6. Retrieval Augmented Generation (RAG)

• RAG Workflow: RAG involves using a vector store and an embedding model to find relevant information from a knowledge base, which is then used by a generative model to produce a response.
• Components:
  • Embedding Model: OpenAIEmbeddings is used with a specific model identifier (e.g., "text-embedding-3-large").
  • Vector Store: FAISS (Facebook AI Similarity Search) is used as the vector store.
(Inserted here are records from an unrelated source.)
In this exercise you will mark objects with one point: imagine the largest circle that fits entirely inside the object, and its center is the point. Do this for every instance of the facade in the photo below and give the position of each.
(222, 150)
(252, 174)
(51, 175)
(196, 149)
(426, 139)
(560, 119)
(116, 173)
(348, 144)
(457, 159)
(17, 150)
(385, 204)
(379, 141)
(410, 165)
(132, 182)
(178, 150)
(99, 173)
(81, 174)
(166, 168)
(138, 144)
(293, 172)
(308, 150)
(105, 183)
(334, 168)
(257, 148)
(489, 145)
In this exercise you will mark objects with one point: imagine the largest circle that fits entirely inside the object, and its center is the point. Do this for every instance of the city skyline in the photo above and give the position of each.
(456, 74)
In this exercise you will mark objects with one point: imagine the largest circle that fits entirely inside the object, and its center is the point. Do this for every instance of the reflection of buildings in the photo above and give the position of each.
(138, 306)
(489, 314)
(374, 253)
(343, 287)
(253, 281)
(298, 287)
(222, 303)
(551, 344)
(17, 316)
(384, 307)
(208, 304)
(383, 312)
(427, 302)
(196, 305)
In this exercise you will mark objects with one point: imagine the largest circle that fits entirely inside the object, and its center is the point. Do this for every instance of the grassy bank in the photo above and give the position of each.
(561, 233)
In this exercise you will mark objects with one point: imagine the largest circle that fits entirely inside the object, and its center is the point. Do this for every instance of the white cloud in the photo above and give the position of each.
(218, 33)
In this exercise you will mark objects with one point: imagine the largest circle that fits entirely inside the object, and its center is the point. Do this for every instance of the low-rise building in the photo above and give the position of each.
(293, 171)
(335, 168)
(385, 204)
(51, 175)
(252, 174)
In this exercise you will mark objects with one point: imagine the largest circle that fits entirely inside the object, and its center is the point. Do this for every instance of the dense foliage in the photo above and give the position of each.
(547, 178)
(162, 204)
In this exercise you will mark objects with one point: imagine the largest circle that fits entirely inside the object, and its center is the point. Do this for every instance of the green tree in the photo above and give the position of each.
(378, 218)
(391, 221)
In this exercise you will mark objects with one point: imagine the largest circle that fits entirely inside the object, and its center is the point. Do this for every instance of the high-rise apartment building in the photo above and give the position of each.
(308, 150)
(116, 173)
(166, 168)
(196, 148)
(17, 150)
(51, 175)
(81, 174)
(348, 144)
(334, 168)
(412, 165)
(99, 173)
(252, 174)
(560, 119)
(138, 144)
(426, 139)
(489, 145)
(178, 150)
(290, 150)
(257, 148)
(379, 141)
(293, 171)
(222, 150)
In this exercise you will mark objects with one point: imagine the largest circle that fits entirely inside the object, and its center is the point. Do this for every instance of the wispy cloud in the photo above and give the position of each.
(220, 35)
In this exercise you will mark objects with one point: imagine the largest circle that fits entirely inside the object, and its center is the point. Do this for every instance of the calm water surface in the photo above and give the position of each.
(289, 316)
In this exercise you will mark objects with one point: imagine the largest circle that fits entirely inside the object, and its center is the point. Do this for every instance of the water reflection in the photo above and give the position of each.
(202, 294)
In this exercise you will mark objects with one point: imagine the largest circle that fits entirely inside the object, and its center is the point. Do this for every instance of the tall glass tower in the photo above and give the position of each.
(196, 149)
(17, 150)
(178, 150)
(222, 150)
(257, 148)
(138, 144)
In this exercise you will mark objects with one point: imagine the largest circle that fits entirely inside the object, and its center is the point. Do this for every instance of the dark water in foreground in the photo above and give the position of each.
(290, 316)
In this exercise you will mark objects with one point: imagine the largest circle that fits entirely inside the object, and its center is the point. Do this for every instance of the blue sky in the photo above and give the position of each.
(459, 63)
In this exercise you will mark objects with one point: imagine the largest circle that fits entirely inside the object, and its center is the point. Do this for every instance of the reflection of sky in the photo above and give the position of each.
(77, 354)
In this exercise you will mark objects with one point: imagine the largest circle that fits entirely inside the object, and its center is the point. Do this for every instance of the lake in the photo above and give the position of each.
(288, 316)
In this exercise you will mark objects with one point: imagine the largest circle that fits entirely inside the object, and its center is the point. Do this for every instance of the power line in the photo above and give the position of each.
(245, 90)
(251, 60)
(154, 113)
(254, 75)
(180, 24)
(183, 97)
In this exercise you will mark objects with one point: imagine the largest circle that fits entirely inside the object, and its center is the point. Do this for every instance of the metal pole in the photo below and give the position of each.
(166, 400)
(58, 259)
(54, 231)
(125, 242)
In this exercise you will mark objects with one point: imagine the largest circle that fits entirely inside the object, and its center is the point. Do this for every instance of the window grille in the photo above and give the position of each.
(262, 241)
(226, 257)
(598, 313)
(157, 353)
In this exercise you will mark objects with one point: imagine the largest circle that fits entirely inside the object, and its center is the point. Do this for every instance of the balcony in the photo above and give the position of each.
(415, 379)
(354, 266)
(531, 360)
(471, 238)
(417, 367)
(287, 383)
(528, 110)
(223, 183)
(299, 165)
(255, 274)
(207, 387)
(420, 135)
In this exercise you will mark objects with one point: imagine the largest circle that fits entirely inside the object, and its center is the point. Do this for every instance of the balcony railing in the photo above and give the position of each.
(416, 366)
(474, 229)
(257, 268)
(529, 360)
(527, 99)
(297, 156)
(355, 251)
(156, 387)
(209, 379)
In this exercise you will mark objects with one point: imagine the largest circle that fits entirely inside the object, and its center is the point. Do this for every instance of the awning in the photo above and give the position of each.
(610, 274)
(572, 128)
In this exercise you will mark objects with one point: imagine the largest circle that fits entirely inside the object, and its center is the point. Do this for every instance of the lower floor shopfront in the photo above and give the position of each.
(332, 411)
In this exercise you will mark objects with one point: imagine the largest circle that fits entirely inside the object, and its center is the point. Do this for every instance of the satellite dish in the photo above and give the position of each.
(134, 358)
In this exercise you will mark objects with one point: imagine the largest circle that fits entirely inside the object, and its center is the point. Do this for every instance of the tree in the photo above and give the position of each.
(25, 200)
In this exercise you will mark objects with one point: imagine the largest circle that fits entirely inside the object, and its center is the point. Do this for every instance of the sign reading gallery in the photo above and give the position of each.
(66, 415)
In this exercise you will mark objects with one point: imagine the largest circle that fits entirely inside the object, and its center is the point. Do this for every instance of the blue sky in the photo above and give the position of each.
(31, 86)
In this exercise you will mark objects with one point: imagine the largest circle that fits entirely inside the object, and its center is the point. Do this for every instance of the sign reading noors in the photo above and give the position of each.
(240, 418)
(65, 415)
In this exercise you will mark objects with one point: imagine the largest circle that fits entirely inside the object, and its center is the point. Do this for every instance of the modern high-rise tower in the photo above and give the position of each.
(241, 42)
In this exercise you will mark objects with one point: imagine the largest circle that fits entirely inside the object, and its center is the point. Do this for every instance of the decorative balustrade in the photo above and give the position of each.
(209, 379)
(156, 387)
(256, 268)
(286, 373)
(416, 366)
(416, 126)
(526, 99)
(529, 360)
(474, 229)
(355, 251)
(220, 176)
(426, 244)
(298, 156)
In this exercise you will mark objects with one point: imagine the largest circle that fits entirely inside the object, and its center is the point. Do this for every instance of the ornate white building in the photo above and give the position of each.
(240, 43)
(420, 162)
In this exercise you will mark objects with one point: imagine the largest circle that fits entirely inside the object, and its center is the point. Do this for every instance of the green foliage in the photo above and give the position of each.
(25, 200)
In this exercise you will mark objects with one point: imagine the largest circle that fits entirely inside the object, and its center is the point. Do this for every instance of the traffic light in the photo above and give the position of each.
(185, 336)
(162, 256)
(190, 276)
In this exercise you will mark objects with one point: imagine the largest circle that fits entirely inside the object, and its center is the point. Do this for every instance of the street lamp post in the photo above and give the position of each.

It requires installation (uv add faiss-cpu).
  • from_texts: The vector_store.from_texts() method creates a vector store from a list of text documents, using the provided embedding model.
  • similarity_search: The vector_store.similarity_search() method finds the most similar documents to a given query.
• Creating a Retriever Tool:
  • vector_store.as_retriever(): Converts the vector store into a retriever object.
  • create_retriever_tool: From langchain_core.tools, this function turns a retriever into a tool that an agent can use.
• RAG Agent Example:
  • An agent is created with a knowledge_base_search tool (created from the retriever).
  • The system prompt instructs the agent to use this tool to retrieve context before answering questions about fruits or operating systems.
  • The agent is invoked with a query like "What three fruits does the person like and what three fruits does the person dislike?". The agent uses the retriever tool to find relevant information and then generates a concise answer.

7. Middleware in Langchain

• Purpose: Middleware intercepts requests and responses, allowing for dynamic adjustments to the agent's behavior. This includes changing prompts, models, summarizing conversations, rate limiting, and more.
• Dynamic Prompt Middleware:
  • @dynamic_prompt Decorator: This decorator from langchain.agents.middleware allows defining functions that dynamically generate system prompts based on request context.
  • Contextual Prompts: The example shows how to adjust the system prompt based on a user_role (e.g., "expert", "beginner", "child") provided in the request context.
• Dynamic Model Selection Middleware:
  • @wrap_model_call Decorator: This decorator from langchain.agents.middleware allows intercepting model calls.
  • Conditional Model Switching: The example demonstrates switching between a "basic" and an "advanced" model based on the number of messages in the conversation history.
• Custom Middleware with Hooks:
  • AgentMiddleware Class: Developers can create custom middleware by inheriting from AgentMiddleware and overriding specific hook methods (e.g., before_agent, before_model, after_model, after_agent).
  • Timing and Logging: The example shows how to measure the execution time of different stages of the agent's workflow.
• Pre-built Middleware Examples:
  • Summarization Middleware: Automatically summarizes long conversations to manage token limits.
  • Human-in-the-Loop Middleware: Pauses execution for manual approval at critical steps (e.g., sending emails, payments).
  • Model/Tool Call Limits: Enforces limits on how often models or tools can be called.
  • Model Fallback: Switches to a backup model if the primary one fails.
  • PII Detection: Redacts personally identifiable information for compliance.
  • Planning Middleware: Enables agents to create and manage to-do lists.

Conclusion

Langchain provides a powerful and flexible framework for building sophisticated AI agents. Its abstraction layer simplifies integration with various models and tools, while features like structured output, memory, multimodal input, RAG, and middleware enable the creation of highly capable and dynamic AI systems. The recent 1.0 release further streamlines development with a more consolidated package structure and a stronger focus on agent creation.